メソポタミア初期王朝から江戸時代まで、およそ4000年にわたる100余りのほほえみが集まります。
古代西アジアの人々は自らを象った像を身代わりとして作り、神殿に奉納しました。固く胸前で結んだ両手は神に奉仕する彼らの生命をかけた祈りの強さを示しています。
エジプトの王と王妃は神々のあらわれであり、宇宙の秩序そのものでした。その秩序に統御されたナイルの氾濫によって豊かな収穫が約束されました。この育む自然、宇宙の秩序を象った神像、王や王妃の像の多くは神妙なほほえみをたたえています。
ギリシア人にとって木や石で作られた神像は、そのまま生ける神に他なりませんでした。これらの神像は“アガルマ(喜び、笑み)”と呼ばれました。貴族は彼ら自身を表した像を神々に奉納しましたが、今となっては神像と区別の付かないものも多いのです。

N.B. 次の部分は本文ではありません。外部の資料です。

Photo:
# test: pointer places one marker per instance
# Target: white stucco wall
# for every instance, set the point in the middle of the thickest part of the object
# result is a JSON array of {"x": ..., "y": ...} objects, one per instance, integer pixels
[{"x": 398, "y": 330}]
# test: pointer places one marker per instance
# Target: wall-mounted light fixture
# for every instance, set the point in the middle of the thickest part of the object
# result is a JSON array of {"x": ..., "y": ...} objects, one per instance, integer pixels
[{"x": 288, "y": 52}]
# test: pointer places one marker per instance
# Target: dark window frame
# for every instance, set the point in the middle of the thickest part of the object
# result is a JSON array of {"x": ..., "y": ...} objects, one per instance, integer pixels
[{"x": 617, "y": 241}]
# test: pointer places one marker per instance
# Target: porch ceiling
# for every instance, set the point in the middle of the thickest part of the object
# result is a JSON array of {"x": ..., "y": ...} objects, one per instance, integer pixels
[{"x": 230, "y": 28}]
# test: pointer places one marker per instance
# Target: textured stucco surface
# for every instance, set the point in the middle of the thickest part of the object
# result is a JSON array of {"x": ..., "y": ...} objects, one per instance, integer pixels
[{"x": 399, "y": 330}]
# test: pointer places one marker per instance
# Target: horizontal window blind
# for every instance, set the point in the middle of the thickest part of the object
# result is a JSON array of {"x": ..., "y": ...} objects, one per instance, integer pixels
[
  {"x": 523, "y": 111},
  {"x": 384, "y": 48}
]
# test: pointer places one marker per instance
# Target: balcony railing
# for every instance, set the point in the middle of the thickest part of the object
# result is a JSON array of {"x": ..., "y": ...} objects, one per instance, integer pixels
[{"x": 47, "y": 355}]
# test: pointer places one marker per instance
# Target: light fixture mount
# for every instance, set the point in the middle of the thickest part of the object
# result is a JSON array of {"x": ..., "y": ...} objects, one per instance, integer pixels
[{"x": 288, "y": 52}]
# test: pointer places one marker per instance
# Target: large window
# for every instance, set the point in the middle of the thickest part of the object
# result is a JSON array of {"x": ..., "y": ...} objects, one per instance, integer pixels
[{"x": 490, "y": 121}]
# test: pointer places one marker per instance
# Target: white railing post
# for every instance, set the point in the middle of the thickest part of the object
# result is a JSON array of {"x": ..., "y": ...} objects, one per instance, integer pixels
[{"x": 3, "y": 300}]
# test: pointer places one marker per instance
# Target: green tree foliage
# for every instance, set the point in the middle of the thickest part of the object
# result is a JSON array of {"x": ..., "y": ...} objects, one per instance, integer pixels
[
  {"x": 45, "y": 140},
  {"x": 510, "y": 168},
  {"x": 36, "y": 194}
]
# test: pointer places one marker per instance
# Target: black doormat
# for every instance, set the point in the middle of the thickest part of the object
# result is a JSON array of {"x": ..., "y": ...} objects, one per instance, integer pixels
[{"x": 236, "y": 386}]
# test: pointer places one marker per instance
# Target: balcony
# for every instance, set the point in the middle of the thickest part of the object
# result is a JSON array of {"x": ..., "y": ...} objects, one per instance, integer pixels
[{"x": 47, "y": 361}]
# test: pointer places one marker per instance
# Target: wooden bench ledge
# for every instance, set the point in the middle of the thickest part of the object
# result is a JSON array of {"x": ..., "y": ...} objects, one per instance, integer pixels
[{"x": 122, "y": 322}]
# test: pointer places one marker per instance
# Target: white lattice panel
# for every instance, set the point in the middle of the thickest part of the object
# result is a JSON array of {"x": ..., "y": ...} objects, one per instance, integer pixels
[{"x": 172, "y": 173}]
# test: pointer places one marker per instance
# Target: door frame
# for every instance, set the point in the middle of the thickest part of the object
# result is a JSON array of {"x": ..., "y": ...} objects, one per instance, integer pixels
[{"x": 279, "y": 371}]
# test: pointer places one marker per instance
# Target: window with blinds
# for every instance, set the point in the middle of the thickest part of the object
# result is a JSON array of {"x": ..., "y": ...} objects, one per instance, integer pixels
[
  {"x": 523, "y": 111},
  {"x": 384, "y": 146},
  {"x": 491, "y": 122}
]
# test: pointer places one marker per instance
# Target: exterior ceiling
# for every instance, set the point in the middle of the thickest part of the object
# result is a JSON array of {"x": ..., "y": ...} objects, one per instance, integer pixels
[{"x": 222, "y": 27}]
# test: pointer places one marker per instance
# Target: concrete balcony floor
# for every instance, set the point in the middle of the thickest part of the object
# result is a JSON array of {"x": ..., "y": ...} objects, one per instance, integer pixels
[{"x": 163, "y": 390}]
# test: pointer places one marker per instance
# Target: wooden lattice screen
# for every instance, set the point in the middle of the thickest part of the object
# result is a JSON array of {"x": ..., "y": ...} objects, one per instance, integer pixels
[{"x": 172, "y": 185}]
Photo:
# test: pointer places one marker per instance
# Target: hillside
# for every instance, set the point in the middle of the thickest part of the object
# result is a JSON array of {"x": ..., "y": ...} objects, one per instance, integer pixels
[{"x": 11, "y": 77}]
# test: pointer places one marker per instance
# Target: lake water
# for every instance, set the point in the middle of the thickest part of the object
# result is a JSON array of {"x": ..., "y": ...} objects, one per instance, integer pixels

シルクロード交易で栄えたクシャーン帝国の時代に大乗仏教が隆盛し、それまで表現できなかった仏の姿が出現しました。ガンダーラではヘレニズム・ローマ美術の影響が根付き、円熟した表現力で超越的な仏のほほえみ、慈悲深い菩薩や歓喜する供養者のほほえみが作り出されました。
インドで仏塔が造られ始めた頃、それを装飾した神々や人々の像は画一的で無表情でした。ガンダーラとの交流の影響は定かではありませんが、後に中インドのマトゥーラで出現した仏や神々は明確なほほえみをたたえていました。